Which car seat you buy depends on your child’s size, his or her age, and the type of car you drive. Read your car manual and the car seat’s manual because instructions and weight limits vary quite a bit between brands. Some general guidelines:

  • Infants and toddlers under two face backward as long as they fit. You can smush them a little. Check your seat instructions: there will be a maximum height or weight listed.
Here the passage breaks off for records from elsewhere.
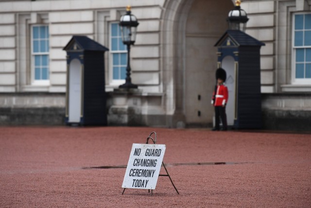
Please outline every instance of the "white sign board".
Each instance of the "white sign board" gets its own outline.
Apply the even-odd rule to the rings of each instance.
[[[122,188],[155,189],[165,145],[133,144]]]

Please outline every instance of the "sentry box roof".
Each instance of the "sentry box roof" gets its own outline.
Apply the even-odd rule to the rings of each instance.
[[[214,46],[244,46],[265,45],[262,42],[238,30],[228,30],[216,43]]]
[[[67,45],[63,49],[69,51],[106,51],[109,49],[86,36],[73,36]]]

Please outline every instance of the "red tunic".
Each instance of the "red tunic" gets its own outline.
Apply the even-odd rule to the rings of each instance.
[[[213,101],[215,102],[213,103]],[[227,103],[228,101],[228,88],[224,85],[217,85],[216,95],[215,91],[213,93],[212,104],[214,106],[222,106]]]

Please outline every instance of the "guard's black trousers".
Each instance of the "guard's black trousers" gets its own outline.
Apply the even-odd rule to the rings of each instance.
[[[227,130],[227,115],[225,114],[225,106],[215,106],[215,128],[219,129],[219,116],[222,118],[223,128]]]

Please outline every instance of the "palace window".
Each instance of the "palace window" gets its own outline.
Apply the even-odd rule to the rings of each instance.
[[[33,26],[32,31],[32,79],[34,83],[49,79],[49,26]]]
[[[311,14],[295,14],[293,26],[294,82],[311,83]]]
[[[126,76],[127,51],[121,37],[121,30],[118,23],[111,24],[110,60],[113,81],[123,81]]]

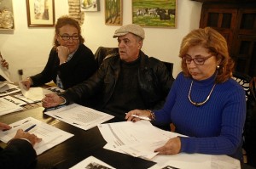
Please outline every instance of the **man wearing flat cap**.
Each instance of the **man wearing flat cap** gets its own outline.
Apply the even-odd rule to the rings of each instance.
[[[116,30],[119,53],[105,59],[89,80],[58,95],[49,94],[43,106],[53,107],[100,96],[97,106],[103,112],[125,121],[134,109],[161,108],[173,82],[165,65],[142,50],[144,30],[131,24]]]

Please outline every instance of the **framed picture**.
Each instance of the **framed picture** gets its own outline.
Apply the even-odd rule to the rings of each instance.
[[[100,11],[100,0],[80,0],[81,11]]]
[[[0,1],[0,29],[13,30],[15,29],[13,1]]]
[[[54,0],[26,0],[27,25],[52,27],[55,25]]]
[[[105,24],[109,25],[122,25],[122,0],[105,0]]]
[[[177,0],[132,0],[131,8],[133,24],[176,28]]]

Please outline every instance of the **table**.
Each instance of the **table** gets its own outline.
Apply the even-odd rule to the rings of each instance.
[[[2,115],[1,122],[10,124],[31,116],[73,133],[74,136],[39,155],[37,158],[38,160],[29,169],[67,169],[90,155],[115,168],[143,169],[148,168],[155,164],[149,161],[105,149],[103,146],[106,144],[106,141],[102,137],[97,127],[87,131],[82,130],[44,115],[43,113],[44,108],[40,106],[40,104],[38,106],[37,105],[27,105],[32,108],[28,107],[22,111]],[[118,120],[113,119],[107,122],[115,121],[118,121]],[[4,144],[1,143],[1,144]]]

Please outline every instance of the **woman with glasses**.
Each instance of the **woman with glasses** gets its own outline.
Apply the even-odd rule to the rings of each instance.
[[[228,155],[241,160],[246,116],[243,88],[232,77],[234,62],[224,37],[207,27],[189,33],[181,43],[183,71],[177,75],[164,107],[135,110],[131,115],[148,116],[155,124],[172,123],[175,132],[189,136],[169,139],[155,149],[160,155],[201,153]]]
[[[86,80],[96,71],[96,63],[84,42],[79,22],[69,16],[59,18],[44,69],[22,83],[29,89],[54,81],[57,87],[67,89]]]

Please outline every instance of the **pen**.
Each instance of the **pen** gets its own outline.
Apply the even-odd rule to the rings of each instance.
[[[149,119],[148,117],[146,117],[146,116],[139,116],[137,115],[131,115],[131,116],[134,116],[134,117],[137,117],[139,119],[143,119],[143,120],[146,120],[146,121],[151,121],[151,119]]]
[[[26,128],[24,132],[28,132],[28,131],[30,131],[31,129],[32,129],[33,127],[35,127],[36,126],[37,126],[37,125],[34,124],[34,125],[29,127],[28,128]]]
[[[64,106],[66,106],[66,104],[57,105],[55,107],[45,108],[43,112],[55,110],[60,109],[61,107],[64,107]]]

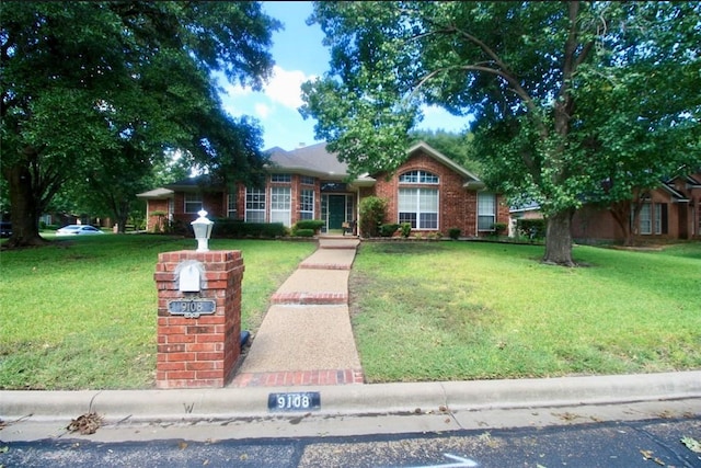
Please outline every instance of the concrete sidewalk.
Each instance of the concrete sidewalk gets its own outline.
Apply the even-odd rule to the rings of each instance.
[[[231,387],[363,384],[348,315],[358,243],[319,239],[319,249],[273,295]]]

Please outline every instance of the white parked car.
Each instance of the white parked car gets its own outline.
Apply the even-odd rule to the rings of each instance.
[[[83,236],[83,235],[95,235],[95,233],[104,233],[104,232],[89,225],[68,225],[56,230],[56,236],[79,236],[79,235]]]

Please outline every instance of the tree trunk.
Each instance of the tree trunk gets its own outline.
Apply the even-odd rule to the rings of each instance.
[[[573,215],[573,209],[566,209],[548,218],[544,263],[575,266],[572,261],[571,226]]]
[[[32,175],[22,164],[4,168],[4,176],[10,189],[10,220],[12,237],[4,248],[14,249],[44,246],[48,241],[39,236],[39,207],[32,193]]]

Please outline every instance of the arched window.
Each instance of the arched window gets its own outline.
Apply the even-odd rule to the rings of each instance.
[[[409,171],[399,176],[400,184],[438,184],[438,175],[426,171]]]
[[[438,229],[438,189],[410,185],[438,185],[438,175],[426,171],[409,171],[399,176],[399,222],[412,229]]]

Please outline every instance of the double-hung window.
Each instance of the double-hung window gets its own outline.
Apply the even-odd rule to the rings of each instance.
[[[185,192],[185,213],[197,213],[202,209],[202,193]]]
[[[299,201],[300,219],[314,219],[314,191],[302,189]]]
[[[653,233],[652,206],[650,203],[643,203],[637,220],[641,235]]]
[[[399,176],[399,222],[409,222],[412,229],[438,229],[438,189],[430,186],[438,182],[436,174],[426,171]]]
[[[265,189],[246,187],[245,221],[265,222]]]
[[[290,187],[271,187],[271,222],[290,225]]]
[[[478,231],[493,231],[496,222],[496,195],[478,192]]]

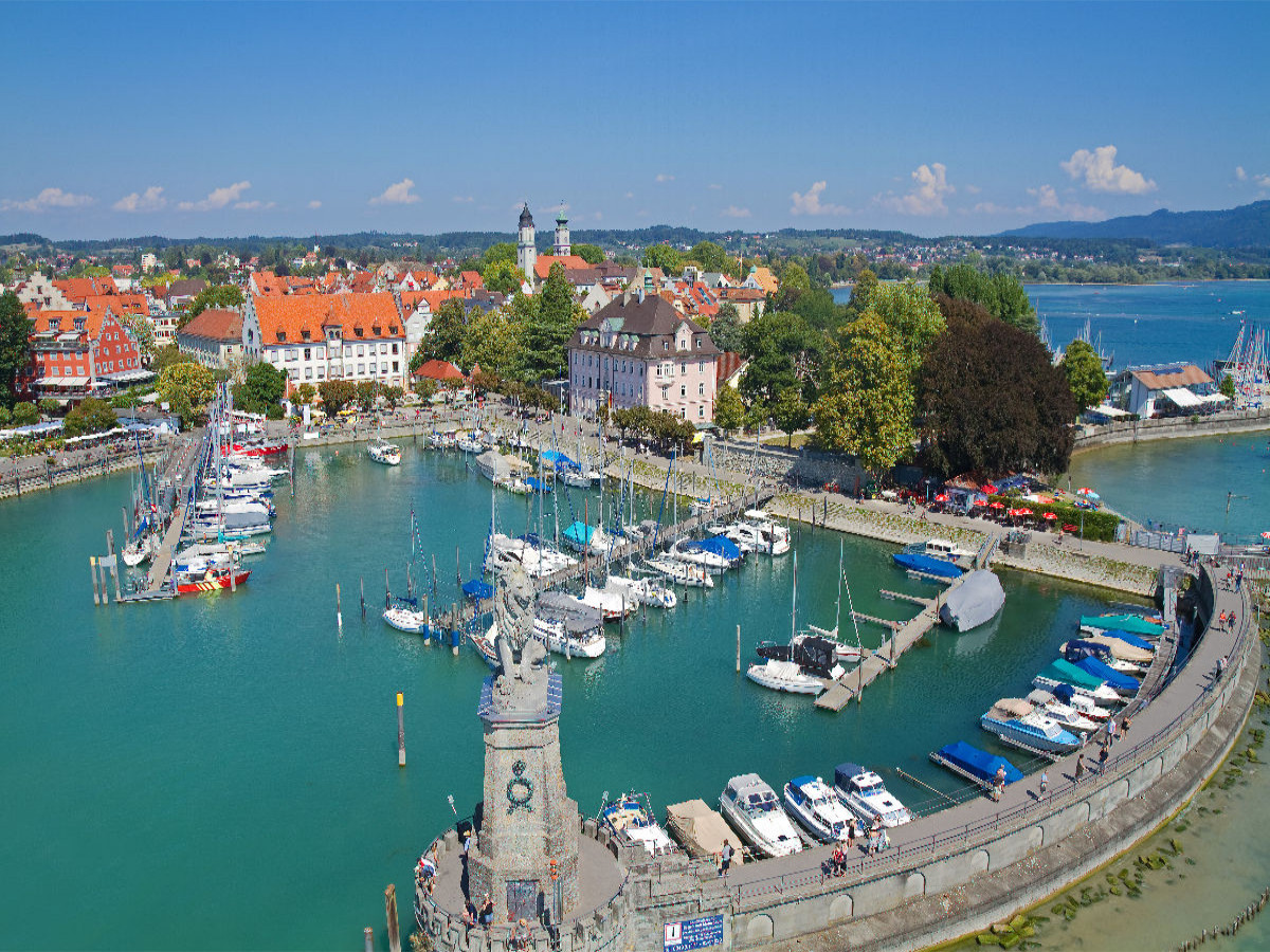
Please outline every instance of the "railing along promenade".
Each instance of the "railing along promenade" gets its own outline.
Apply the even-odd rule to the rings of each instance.
[[[1209,581],[1214,586],[1213,594],[1215,599],[1218,593],[1217,580],[1212,575],[1212,570],[1205,569],[1205,572],[1209,572]],[[1245,661],[1243,655],[1251,646],[1257,644],[1256,637],[1250,635],[1250,628],[1255,625],[1255,621],[1252,618],[1251,605],[1247,600],[1247,590],[1241,593],[1241,611],[1238,617],[1238,631],[1234,633],[1234,640],[1228,651],[1229,664],[1224,674],[1224,678],[1227,679],[1232,679],[1236,671],[1242,669],[1242,664]],[[1223,635],[1224,632],[1209,628],[1204,632],[1203,637],[1210,638],[1220,637]],[[1198,654],[1199,651],[1193,652],[1186,660],[1194,661],[1195,655]],[[1208,654],[1213,654],[1213,651],[1209,651]],[[1181,664],[1181,661],[1179,661],[1179,664]],[[1172,682],[1166,684],[1157,698],[1162,698],[1168,688],[1175,685],[1177,689],[1185,691],[1182,685],[1176,684],[1175,678]],[[1050,792],[1044,798],[1034,798],[1029,795],[1021,805],[1011,809],[998,810],[991,812],[991,815],[980,815],[979,817],[966,823],[949,824],[932,831],[930,835],[923,835],[916,840],[897,843],[889,849],[885,849],[872,857],[856,857],[853,859],[848,859],[846,872],[842,877],[833,877],[829,875],[826,869],[826,863],[822,862],[814,868],[777,873],[734,885],[730,887],[734,900],[733,911],[743,913],[762,909],[765,905],[770,905],[773,899],[780,901],[786,897],[806,897],[818,894],[841,892],[848,887],[867,883],[872,880],[894,875],[906,868],[916,868],[921,864],[944,859],[958,853],[964,853],[973,848],[986,847],[994,840],[999,840],[1002,836],[1019,833],[1035,823],[1039,817],[1054,815],[1068,806],[1088,800],[1092,793],[1102,791],[1113,783],[1124,779],[1129,773],[1151,760],[1161,750],[1176,741],[1186,730],[1204,717],[1219,702],[1220,692],[1217,691],[1215,687],[1215,682],[1210,682],[1206,687],[1201,688],[1198,696],[1191,699],[1181,712],[1179,712],[1162,727],[1152,731],[1151,735],[1143,737],[1142,740],[1137,740],[1135,736],[1133,741],[1120,741],[1120,744],[1126,749],[1123,749],[1120,753],[1110,757],[1100,772],[1086,773],[1077,781],[1069,779],[1067,772],[1063,770],[1063,767],[1067,763],[1066,759],[1054,764],[1049,768],[1049,773],[1052,774],[1049,784]],[[1142,704],[1139,712],[1149,710],[1151,703],[1157,698],[1152,698],[1147,703]],[[1082,749],[1080,754],[1083,757],[1085,750]],[[1055,783],[1054,779],[1058,782]],[[1021,787],[1025,783],[1026,781],[1020,781],[1015,784],[1015,787]],[[970,798],[969,803],[982,806],[986,801],[982,797],[975,796]],[[956,812],[966,809],[966,806],[968,805],[963,803],[959,807],[949,807],[947,810],[940,811],[928,819],[952,819]],[[890,830],[892,839],[903,840],[903,829],[904,828]],[[824,850],[822,849],[820,852]],[[815,854],[814,850],[813,854]],[[798,856],[800,854],[795,854],[795,857],[790,857],[789,859],[796,859]],[[745,869],[747,867],[740,868]],[[730,878],[735,880],[737,876],[733,875]]]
  • Toddlers and young children go in forward-facing car seats as long as they fit. They no longer fit if their head is above the back of the car seat with nothing to support it. Check that maximum height or weight listed on your car seat instructions again.
  • When they no longer fit into the car seat, they go in booster seats until the seat belt fits.
  • Seat belts fit when the upper belt lies over the shoulder and chest (not the neck) and the lower belt lies across the hips. Generally, that’s when the child is between eight and twelve and about four-foot-nine.
  • Children under 13 need to ride in the back seat.
  • If you have questions or just want someone to double-check your installation, local fire or police departments are usually more than happy to help.

The American Academy of Pediatrics has a comprehensive review of car seats, kept up to date every year, at HealthChildren.org. Read through it for more precise information on seats specific to your child’s age.